O Governo anterior lançou o Programa PARES para construir mais Lares de Idosos, mas o Programa começou logo mal (incompetência? de propósito?) pois a verba a fundo perdido foi calculada com base num custo m2 completamente irrealista pelo que representou apenas 30% do que a obra verdadeiramente custa. Muitas IPSS foram, assim, aliciadas e, já depois de assinarem contratos, desistiram, pois viram os concursos públicos ficarem desertos. Algumas, apesar de tudo, avançaram e estão com enormes dificuldades financeiras, sendo que uma delas é o PARES andar com uma “lupa” a ver se alguma IPSS se enganou no mais ínfimo pormenor na contratação pública para lhes cortarem as poucas verbas a fundo perdido. Talvez a ideia seja que muitas desistam e não avancem para a concretização destes equipamentos sociais (como forma de poupar dinheiro) que tanta falta fazem. Sinceramente não sei, apenas constato a realidade do que se passa. Como é hábito em Portugal não se sabe quantas desistiram e quantas avançaram, pois, os dados não são tornados públicos.

Há mais de uma década que não se abrem vagas em apoio domiciliário nos Concelhos mais populosos, como é exemplo Sintra, não se entendendo porquê, pois além de mais barato, ajudava a manter no domicílio muitos idosos evitando a institucionalização.

Na Rede de Cuidados Continuados passa-se o mesmo com a falta de financiamento adequado (que já levou ao encerramento de 307 camas em 3 anos), falta de Recursos Humanos, pessoas internadas que poderiam estar em casa ou em Lar de Idosos, abrindo assim vagas para quem aguarda nos hospitais (e que por sua vez ocupa uma cama hospitalar de quem precisa).

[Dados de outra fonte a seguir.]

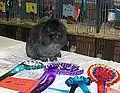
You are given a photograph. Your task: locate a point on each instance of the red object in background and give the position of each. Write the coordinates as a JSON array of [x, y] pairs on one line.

Ou seja, tudo problemas em cadeia originados pelos mesmos motivos: financiamento desadequado e falta de investimento em mais equipamentos sociais e de saúde. Nem o PRR nos vai salvar e mais uma vez vamos perder centenas de milhões de euros a fundo perdido por incapacidade de executar. O PRR para os Cuidados Continuados tem de ser executado até 31/12/2025. Partindo do princípio que poderá ser adiado até 31/08/2026 – prazo final do PRR em geral, mesmo assim não creio ser possível executar. À data em que escrevo ainda nem sequer saiu o relatório final da Região de Lisboa e Vale do Tejo (só esta região tem metade das camas totais previstas), muito menos a assinatura do contrato, pois só depois de tal acontecer é possível lançar concurso público. Como se faz uma obra em tão pouco tempo? Não faz. Mas o Governo anterior não quis saber e este, apesar de no discurso ter pressa, na prática não há pressa.

E assim vai Portugal. Não planeamos, não nos organizamos. Costuma-se dizer que navegamos à vista. Oxalá fosse verdade pois infelizmente nem isso nós fazemos, é mesmo navegar de olhos vendados.

Triste país este em que nos tornámos e teimamos em manter.